Can you see DTrace in other Unix-type operating systems?
Well it’s open source, so yes. Anyone can port it if they want, even if it is not an
open-source operating system. It could be ported to AIX or other operating systems. If IBM were to do that we’d be excited for them.
Do you ever wish you didn’t take the DTrace idea, patent it, and start your own company?
No, I don’t wish that. The reason for that is that I like to solve big, hard problems. Big
companies solve big hard problems. Small companies don’t solve these problems, they solve small problems.
While there was only three of us on the team the project has been going on for a few
years now before it was put into Solaris.
It is not clear that it would have been that financially lucrative and my only exit strategy would be to sell it to Sun, and they’d know that. I needed the horsepower of a multibillion dollar
company to allow me to solve these type of problems.
When DTrace started hitting the market were there any interesting moments? For example, vendors pointing fingers at each other when problems arise and not owning up to bugs.
There have been lots of stories like that. Interestingly enough I’ve had software vendors ask and even demand we disable DTrace for their application which really caught me off guard at first.
Of course, the answer is “no” and we try and help the ISV the value it has for them. The fact that it has happened means that not everyone is comfortable with the customer being empowered. We need to be comfortable with it because customers have the right to know what is going on
in the infrastructure they have paid for.
Everybody needs to be comfortable with that. Sun need to be comfortable with that and our partners need to be comfortable with that. One of the reasons I love working for Sun is that they believe in the power of our customers. If people are finding things wrong with our code then that is a good thing. We win and the customer wins.
So what does the future hold now that DTrace is out there? What is the next big problem you’d like to solve?
The immediate future is that DTrace isn’t fully solved yet. For example, we have some work to do on DTrace for Java where it is still a stopgap solution.
We’ve also got some more early prototypes for DTrace but they have to be productised. So, we still have 2-3 more years of solving some problems using DTrace. Beyond that I don’t know, I can tell you that we’ll be looking to solve big, hard, and commercially relevant problems. I know that we will continue to innovate in the operating system.
What other technology outside Sun are you interested in at the moment?
Ruby on Rails is very interesting to me at the moment. I think that J2EE has enjoyed a period of being a de facto standard for deploying enterprise Web applications. I think it is going to be good for everybody to start rethinking some of that. I’m not a J2EE developer but holy God is it complicated.

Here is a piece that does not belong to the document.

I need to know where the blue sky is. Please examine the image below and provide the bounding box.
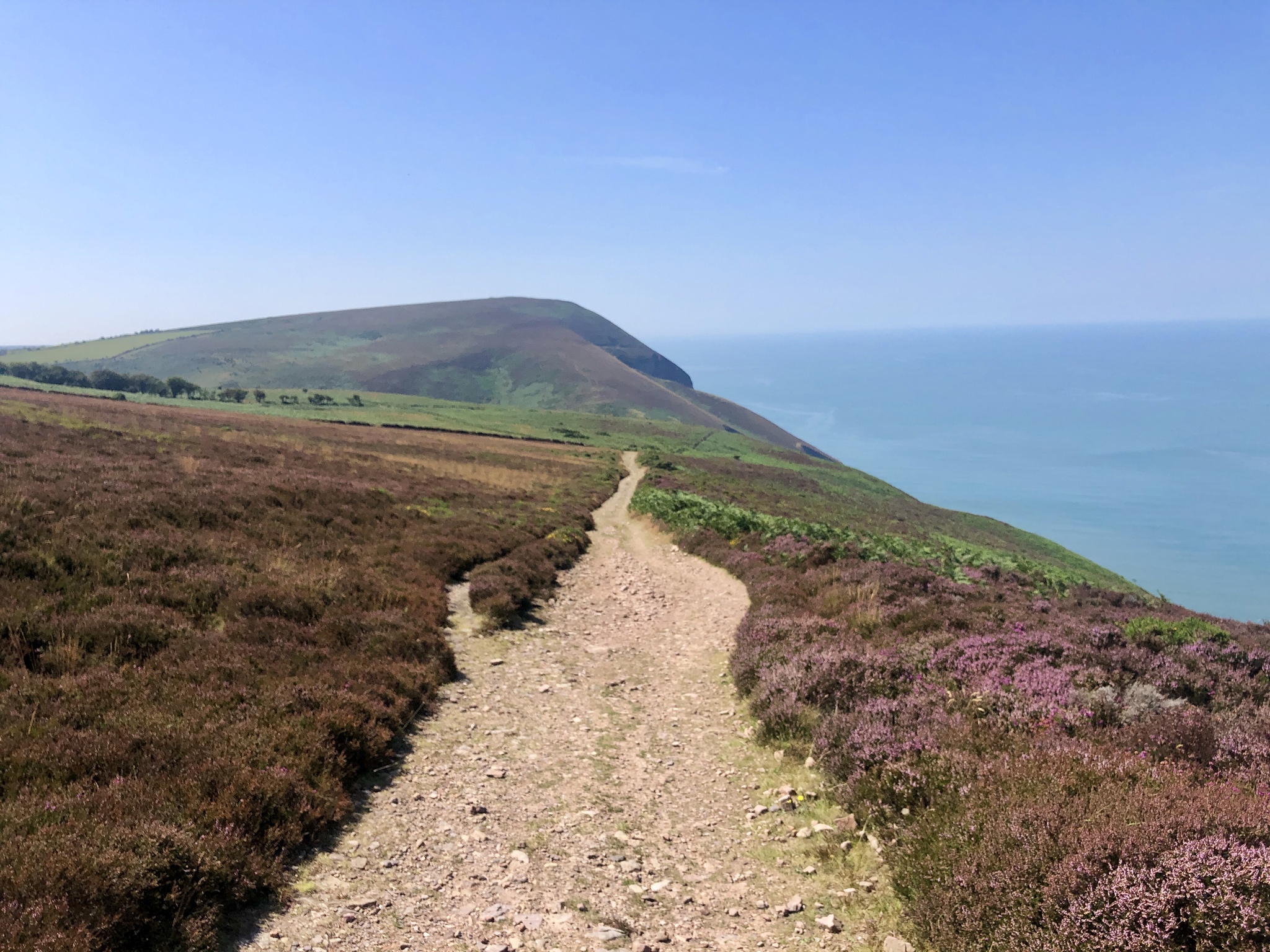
[0,0,1270,344]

I think if you look at Ruby on Rails its real value is its simplicity and will force Sun to respond with some simpler models.

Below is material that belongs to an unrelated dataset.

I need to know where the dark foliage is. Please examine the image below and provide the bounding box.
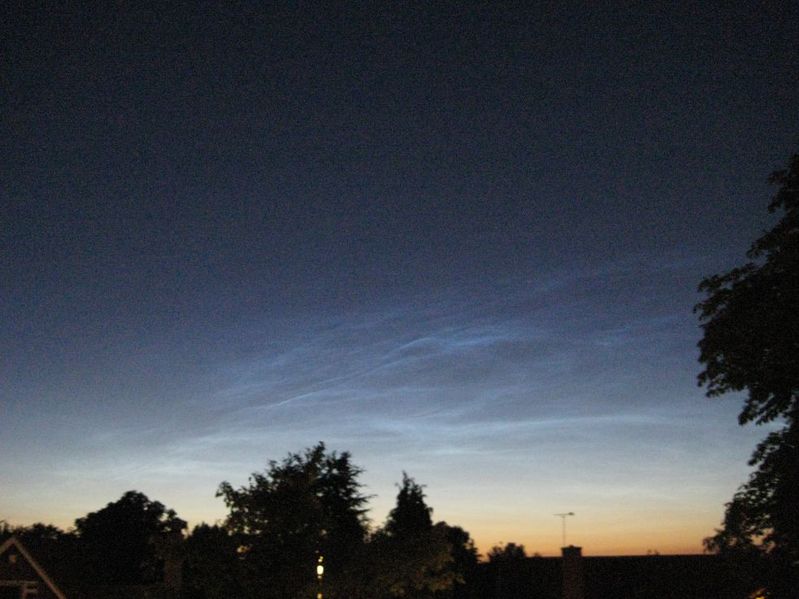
[217,443,367,599]
[75,491,186,585]
[696,155,799,598]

Other technologies that are interesting to me [include] Parrot. It is originally a virtual machine for Perl 6, but somewhere on the way to doing that they worked out that they could make a virtual machine
for arbitrary interpreted environments, for example Ruby or Basic and others.
It’s not clear to me to what degree that is going to become real. Right now there are 80 percent of languages, but the 20 percent left is the hard part. For example, I’d like to see Java compile to Parrot.
I love software; not enough people say this. Software is so unique and things can happen to quickly. I was at MIT recently where I received a humbling award and one of the guys there who also won an
award was working on the pulse detination engine that will change the way jet engines work.
In short, instead of burning there is a series of explosions to propel the jet. It will take them ten years just to test those ideas. He is hoping that he will see this idea on a commercial airliner before he is dead.
In our industry you can blow people away by something you can cook up over the weekend, and that excites me. You simply can’t do that with jet engines.